One problem with these is that most of them don't have a distinct focal point cause I have hundreds of light sources.. but meh. I kinda like things shiny but I guess that's a problem with me then lol.



...and so what if a lot of it is based on SSBB >>'


----------



## Goli (Jun 18, 2009)

Oooo
They look really good, my fav. is the one with Fox and Falco it looks so... cool 
	

	
	
		
		

		
		
	


	




 !
Though I've never understood why people love putting photoshopped flashy pics with their respective nickname or some other line as a "signature".


----------



## IOwnAndPwnU (Jun 25, 2009)

These are cool!

lol, the Game and Watch one is a bit random.

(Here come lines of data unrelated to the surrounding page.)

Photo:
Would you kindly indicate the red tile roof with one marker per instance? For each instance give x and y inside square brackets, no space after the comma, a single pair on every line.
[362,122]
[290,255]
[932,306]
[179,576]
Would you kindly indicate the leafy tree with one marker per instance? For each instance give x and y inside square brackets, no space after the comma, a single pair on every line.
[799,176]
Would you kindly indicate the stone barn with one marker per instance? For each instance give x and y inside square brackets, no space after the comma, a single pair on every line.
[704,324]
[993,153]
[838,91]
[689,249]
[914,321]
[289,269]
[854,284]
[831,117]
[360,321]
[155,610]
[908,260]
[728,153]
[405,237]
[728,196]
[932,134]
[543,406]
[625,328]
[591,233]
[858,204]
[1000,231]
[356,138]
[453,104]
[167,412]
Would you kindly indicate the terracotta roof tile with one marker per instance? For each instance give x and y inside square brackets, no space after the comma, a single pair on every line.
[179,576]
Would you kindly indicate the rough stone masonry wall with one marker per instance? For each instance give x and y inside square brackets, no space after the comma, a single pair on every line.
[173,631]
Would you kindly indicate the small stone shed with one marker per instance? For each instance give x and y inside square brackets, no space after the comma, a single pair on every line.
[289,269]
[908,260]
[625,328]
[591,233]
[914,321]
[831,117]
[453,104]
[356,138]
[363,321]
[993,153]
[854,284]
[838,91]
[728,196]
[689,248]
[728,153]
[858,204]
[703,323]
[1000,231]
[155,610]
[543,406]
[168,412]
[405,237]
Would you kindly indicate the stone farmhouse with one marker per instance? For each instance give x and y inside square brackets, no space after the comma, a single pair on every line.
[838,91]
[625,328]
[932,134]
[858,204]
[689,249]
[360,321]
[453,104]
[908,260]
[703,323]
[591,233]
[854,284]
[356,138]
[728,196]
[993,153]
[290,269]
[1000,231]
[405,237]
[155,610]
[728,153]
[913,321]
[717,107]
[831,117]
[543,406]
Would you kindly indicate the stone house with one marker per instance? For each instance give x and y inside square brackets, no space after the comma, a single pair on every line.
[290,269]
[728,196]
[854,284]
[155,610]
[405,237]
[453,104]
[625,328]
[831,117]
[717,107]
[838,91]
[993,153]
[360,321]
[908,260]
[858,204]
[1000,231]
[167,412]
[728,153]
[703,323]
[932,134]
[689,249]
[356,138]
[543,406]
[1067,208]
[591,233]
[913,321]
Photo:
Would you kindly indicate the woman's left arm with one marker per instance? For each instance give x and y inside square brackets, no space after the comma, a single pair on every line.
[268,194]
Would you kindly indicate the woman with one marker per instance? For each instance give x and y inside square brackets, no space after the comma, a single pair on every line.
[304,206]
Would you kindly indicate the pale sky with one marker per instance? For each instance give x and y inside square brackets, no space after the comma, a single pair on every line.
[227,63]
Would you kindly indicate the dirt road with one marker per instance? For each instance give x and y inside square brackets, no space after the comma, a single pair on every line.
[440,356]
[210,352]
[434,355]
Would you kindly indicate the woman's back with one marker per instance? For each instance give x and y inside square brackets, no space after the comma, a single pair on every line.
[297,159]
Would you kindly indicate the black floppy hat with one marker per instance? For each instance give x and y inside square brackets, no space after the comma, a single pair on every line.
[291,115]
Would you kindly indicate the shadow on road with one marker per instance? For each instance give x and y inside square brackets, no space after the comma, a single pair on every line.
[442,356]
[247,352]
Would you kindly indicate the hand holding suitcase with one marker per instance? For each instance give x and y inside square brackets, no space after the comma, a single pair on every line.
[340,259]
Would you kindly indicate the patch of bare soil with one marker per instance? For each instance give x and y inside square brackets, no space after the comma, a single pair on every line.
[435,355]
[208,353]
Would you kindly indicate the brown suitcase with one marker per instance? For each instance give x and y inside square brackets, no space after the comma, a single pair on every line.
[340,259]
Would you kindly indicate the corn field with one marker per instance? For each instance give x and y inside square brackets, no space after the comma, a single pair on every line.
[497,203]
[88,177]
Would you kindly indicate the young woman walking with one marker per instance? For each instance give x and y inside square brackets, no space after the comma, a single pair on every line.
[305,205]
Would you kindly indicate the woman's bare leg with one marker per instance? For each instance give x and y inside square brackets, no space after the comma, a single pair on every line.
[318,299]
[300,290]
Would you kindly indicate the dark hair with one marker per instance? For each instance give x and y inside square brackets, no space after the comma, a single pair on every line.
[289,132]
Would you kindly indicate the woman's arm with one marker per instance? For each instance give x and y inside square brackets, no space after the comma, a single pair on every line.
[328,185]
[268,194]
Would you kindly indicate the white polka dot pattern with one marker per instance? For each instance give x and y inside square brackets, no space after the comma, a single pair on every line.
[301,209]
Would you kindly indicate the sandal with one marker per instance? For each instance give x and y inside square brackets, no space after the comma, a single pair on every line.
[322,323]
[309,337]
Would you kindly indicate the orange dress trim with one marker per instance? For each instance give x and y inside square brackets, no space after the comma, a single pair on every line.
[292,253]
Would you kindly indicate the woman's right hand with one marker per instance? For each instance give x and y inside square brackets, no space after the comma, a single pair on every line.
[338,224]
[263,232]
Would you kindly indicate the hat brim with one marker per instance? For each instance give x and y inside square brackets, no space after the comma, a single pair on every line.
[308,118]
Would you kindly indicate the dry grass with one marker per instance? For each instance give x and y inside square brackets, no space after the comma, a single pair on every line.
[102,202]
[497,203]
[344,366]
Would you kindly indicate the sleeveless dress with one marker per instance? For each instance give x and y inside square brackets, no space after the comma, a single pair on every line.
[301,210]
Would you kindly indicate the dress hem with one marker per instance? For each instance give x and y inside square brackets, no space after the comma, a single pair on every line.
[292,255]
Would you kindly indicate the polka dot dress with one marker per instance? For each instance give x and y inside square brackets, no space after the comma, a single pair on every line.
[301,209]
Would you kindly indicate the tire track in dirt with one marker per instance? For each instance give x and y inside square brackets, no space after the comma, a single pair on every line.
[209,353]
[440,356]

The last one is the coolest though!


----------



## Splych (Jun 26, 2009)

Who's that Energy Bullet person?

I like the last one... Gunman. Power of Two. 

And Game&Watch looks like it ate one of those mushrooms and is growing xDD


----------



## chA1nBull3t (Jun 27, 2009)

xD Glad you guys appreciate it. And yeah, GnW does look like he's tripping on Mario's mushies lol.

As for the "Energy Bullet" thingy, I kinda messed up with the text but the name is just mine "chA1nBull3t" but being separated by a Keyword in the middle.


----------